FLORENCE – About 3 million people in the United States suffer from celiac disease, but a study by a Clemson University researcher and others may soon bring relief.

Sachin Rustgi, a molecular biologist at Clemson's Pee Dee REC studies in his lab.

Sachin Rustgi, an assistant professor of molecular breeding in Clemson’s Advanced Technology Program at Clemson’s Pee Dee REC, studies how to create glutenases that can withstand high cooking temperatures for use in gluten-free packaged foods.
Image Credit: Clemson Public Service and Agriculture

Sachin Rustgi, an assistant professor of molecular breeding in Clemson’s Advanced Plant Technology Program housed at the Pee Dee Research and Education Center, is working with researchers across the United States to determine how to create glutenases that can withstand high cooking temperatures.

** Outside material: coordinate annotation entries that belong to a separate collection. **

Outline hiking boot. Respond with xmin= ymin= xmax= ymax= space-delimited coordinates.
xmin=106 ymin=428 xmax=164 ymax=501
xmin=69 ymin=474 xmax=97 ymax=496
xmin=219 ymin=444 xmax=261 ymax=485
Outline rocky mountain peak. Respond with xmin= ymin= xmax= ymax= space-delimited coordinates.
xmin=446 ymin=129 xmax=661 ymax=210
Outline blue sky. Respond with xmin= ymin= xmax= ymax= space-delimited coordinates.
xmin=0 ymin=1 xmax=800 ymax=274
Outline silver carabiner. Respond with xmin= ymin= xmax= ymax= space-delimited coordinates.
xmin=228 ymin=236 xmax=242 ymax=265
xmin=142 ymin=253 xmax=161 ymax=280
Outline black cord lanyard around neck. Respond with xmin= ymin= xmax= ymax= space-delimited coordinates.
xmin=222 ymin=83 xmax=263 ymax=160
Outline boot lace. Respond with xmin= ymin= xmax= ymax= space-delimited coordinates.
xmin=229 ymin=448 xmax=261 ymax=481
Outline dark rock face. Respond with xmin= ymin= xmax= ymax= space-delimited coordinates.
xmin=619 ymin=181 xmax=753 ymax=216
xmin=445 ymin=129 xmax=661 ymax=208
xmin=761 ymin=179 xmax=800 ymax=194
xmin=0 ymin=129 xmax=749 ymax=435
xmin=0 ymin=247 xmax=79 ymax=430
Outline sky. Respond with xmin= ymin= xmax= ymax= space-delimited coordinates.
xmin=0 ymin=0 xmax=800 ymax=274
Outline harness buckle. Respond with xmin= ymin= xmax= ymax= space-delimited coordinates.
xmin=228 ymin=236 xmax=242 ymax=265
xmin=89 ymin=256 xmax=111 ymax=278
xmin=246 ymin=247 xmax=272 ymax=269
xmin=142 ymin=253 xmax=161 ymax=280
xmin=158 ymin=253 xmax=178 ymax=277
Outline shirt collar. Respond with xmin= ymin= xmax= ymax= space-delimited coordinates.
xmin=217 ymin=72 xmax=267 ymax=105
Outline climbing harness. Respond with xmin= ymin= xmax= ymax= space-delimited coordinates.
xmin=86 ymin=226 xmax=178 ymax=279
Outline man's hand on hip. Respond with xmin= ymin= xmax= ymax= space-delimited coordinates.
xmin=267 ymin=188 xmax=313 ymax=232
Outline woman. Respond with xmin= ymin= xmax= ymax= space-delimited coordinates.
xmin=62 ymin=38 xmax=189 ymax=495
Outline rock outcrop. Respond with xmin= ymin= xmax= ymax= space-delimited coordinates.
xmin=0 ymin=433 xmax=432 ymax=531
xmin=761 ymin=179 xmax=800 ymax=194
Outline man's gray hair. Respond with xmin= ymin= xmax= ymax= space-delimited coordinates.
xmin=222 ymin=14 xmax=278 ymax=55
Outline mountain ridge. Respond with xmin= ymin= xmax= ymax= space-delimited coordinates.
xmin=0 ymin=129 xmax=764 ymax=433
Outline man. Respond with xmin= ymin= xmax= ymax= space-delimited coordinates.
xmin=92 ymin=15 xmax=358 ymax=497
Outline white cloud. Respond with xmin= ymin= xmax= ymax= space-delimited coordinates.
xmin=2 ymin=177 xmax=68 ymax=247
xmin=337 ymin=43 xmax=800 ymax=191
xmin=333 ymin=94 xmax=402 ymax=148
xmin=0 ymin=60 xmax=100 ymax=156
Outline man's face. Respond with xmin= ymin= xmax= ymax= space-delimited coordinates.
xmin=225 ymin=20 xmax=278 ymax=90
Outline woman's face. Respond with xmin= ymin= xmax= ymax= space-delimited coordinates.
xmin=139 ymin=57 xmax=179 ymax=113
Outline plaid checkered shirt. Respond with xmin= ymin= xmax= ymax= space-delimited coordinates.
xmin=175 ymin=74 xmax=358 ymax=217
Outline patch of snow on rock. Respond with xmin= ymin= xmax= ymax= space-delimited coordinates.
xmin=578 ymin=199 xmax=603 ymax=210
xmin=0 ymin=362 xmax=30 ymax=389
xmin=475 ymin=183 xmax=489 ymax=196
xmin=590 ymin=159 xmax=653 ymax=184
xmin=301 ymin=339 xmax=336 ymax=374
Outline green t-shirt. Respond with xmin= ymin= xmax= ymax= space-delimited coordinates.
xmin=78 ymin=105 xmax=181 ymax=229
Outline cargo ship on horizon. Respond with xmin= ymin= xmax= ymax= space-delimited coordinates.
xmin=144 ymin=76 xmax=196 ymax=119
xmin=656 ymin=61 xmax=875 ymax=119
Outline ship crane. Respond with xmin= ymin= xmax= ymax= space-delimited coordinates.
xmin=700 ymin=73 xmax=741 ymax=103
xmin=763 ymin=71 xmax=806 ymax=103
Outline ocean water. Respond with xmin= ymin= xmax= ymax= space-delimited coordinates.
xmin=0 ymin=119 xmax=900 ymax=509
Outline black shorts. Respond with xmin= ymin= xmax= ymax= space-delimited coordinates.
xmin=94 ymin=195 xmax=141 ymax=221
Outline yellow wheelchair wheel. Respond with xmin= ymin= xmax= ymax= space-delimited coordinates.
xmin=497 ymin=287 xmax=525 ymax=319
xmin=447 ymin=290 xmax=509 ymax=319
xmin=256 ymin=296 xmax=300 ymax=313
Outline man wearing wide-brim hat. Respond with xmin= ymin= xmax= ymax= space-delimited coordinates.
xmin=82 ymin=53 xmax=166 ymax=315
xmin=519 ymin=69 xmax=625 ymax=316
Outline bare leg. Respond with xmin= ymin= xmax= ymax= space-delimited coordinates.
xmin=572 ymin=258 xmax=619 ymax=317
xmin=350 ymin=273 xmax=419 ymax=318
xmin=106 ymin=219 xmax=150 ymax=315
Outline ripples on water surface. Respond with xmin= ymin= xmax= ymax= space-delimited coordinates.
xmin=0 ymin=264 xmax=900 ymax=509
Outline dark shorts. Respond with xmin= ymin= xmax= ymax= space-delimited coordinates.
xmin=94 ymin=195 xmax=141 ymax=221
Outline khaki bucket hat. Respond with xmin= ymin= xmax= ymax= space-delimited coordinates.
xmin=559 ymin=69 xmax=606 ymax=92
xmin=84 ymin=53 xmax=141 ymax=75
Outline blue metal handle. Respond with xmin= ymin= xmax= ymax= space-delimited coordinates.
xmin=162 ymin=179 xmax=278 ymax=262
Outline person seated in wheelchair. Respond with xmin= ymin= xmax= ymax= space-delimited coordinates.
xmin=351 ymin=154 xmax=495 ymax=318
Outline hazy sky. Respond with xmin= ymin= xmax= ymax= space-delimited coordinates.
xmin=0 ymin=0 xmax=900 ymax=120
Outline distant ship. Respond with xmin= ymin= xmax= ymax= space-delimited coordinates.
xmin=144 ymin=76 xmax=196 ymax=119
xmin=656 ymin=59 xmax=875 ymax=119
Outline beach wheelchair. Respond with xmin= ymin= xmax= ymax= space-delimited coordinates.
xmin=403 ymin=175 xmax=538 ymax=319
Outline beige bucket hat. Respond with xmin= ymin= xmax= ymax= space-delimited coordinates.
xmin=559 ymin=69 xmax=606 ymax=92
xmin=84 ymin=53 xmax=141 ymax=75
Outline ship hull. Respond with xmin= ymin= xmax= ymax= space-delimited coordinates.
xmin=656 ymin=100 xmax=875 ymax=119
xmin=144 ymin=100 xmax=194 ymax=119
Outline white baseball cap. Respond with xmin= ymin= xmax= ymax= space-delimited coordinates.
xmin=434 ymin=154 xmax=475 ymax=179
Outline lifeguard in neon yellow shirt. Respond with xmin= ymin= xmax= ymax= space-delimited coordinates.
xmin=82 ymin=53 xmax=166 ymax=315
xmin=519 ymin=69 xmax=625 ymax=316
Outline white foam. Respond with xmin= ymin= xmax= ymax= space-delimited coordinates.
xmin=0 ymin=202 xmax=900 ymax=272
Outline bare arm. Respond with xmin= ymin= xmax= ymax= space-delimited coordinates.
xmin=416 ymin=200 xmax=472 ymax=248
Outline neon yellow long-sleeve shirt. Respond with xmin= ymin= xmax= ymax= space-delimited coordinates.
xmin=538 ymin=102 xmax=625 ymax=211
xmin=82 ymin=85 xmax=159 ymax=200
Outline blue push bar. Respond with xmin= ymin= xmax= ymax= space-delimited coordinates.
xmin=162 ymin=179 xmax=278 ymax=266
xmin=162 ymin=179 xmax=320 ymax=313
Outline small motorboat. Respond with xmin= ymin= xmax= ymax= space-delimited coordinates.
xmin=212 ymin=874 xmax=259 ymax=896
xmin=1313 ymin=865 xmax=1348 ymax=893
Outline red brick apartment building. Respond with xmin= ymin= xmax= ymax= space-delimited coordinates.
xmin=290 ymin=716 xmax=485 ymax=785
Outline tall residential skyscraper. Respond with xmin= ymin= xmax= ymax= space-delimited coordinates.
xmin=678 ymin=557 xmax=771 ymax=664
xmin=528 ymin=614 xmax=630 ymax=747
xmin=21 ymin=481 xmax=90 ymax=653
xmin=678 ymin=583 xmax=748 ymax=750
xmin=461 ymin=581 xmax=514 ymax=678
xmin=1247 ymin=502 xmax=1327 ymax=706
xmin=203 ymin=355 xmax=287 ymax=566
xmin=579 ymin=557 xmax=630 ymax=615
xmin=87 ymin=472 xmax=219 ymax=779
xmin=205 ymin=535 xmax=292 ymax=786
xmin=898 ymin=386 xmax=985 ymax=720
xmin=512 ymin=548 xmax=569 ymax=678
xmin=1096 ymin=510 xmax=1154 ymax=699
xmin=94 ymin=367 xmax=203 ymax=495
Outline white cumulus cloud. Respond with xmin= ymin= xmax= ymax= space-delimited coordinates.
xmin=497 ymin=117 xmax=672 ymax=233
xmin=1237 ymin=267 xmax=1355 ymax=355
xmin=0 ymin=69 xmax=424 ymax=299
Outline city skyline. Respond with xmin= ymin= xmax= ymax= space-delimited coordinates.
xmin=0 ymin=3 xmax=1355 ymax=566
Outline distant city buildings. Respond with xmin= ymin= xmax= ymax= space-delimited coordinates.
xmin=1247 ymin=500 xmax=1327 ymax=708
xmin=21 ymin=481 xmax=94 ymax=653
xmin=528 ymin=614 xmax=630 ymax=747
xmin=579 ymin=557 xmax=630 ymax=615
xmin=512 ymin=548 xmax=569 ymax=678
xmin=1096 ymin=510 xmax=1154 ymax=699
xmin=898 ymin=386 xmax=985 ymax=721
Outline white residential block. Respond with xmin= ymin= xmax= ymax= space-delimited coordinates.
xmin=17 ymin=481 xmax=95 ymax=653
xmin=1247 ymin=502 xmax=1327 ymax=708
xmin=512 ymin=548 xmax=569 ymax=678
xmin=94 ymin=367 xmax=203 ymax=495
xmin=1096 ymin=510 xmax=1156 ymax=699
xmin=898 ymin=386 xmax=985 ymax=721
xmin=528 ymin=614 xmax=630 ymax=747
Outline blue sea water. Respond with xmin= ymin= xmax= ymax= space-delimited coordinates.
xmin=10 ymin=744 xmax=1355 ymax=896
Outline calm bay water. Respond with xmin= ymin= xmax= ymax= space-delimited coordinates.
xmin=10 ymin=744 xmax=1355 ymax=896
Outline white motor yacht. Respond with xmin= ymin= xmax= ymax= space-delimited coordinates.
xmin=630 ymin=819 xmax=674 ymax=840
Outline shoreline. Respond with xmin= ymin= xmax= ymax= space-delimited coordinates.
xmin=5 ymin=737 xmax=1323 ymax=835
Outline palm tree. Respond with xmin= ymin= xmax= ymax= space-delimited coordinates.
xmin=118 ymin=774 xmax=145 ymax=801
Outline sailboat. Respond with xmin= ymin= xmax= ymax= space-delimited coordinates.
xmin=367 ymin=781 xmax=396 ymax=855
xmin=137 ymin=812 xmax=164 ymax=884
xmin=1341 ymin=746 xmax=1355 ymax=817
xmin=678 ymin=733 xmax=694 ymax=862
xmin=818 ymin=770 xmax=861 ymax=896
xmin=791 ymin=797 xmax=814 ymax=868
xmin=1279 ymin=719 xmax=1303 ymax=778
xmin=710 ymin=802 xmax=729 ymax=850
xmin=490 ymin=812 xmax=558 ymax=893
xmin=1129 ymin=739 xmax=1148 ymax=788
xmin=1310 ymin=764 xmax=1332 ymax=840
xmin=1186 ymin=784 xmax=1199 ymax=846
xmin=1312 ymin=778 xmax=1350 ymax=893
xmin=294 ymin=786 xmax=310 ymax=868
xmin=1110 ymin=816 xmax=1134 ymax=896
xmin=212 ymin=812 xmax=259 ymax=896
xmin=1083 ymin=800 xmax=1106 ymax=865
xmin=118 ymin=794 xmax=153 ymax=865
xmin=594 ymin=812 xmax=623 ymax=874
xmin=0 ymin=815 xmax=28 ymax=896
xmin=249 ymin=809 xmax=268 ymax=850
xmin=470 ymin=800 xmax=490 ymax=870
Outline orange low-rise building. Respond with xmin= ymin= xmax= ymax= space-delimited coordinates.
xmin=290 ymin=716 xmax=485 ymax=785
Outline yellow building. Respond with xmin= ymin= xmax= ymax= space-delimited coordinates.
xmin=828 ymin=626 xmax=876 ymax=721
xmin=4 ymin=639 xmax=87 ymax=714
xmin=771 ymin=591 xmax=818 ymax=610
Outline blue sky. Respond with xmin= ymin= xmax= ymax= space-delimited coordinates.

His hope is to make it easier for people to digest gluten proteins – both healthy people as well as those, like celiac patients, who are sensitive to glutens.

“We want to determine if we can effectively include glutenases in presumably ‘gluten-free’ packaged foods,” Rustgi said. “This will allow people with celiac disease to tolerate foods that are contaminated with gluten/wheat. We also are trying to determine if we can breed these glutenases into wheat.”

Glutens are proteins found in grains like wheat, rye and barley. When flour is mixed with water, the gluten proteins give the flour a glue-like consistency, making the dough elastic and giving bread the ability to rise when baked. Gluten also provides a chewy, satisfying texture. The two main proteins in gluten are glutenin and gliadin. Gliadin is believed to cause most of the negative health effects. Glutenases are enzymes needed to break down glutens in foods to make these foods easier for people to digest.

“Even healthy individuals cannot digest gluten proteins completely, hence the bioavailability, or the human body’s ability to digest, absorb and metabolize these proteins is poor,” Rustgi said. “The difference between a healthy and sensitive individual is healthy individuals are able to flush undigested gluten peptides out of their system. In contrast, in sensitive individuals, these peptides sneak through their intestinal membrane and get recognized by immune cells.”

Once gluten is recognized by immune cells, a cascade of events occurs that leads to the removal of microvilli, peg-like projections, on the surface of the intestinal membrane. This lessens the body’s ability to absorb nutrients. These glutenases could improve the bioavailability of gluten proteins for all people, healthy and sensitive.

Celiac disease is a digestive disorder that damages a person’s small intestine. People with celiac disease cannot eat gluten. This disease can cause long-term digestive problems and keep people from getting nutrients they need.

Glutenases needed to break down glutens cannot withstand the high temperatures required to process or cook foods. Preliminary results from the study show certain glutenases can be made to withstand high temperatures needed to cook or process foods. But more extensive study is needed.

“This is promising for people who suffer from celiac disease,” Rustgi said. “Once both enzymes have been developed, wheat grains, which include a combination of these glutenases, could be produced. After necessary testing, this may provide an alternative treatment for celiac disease.”

In addition to Rustgi, others involved in the study are: Claudia Osorio, Nuan Wen, Diter von Wettstein and Shannon Mitchell of Washington State University, and Jaime H. Mejías of Institute of Agricultural Research (INIA), Chile.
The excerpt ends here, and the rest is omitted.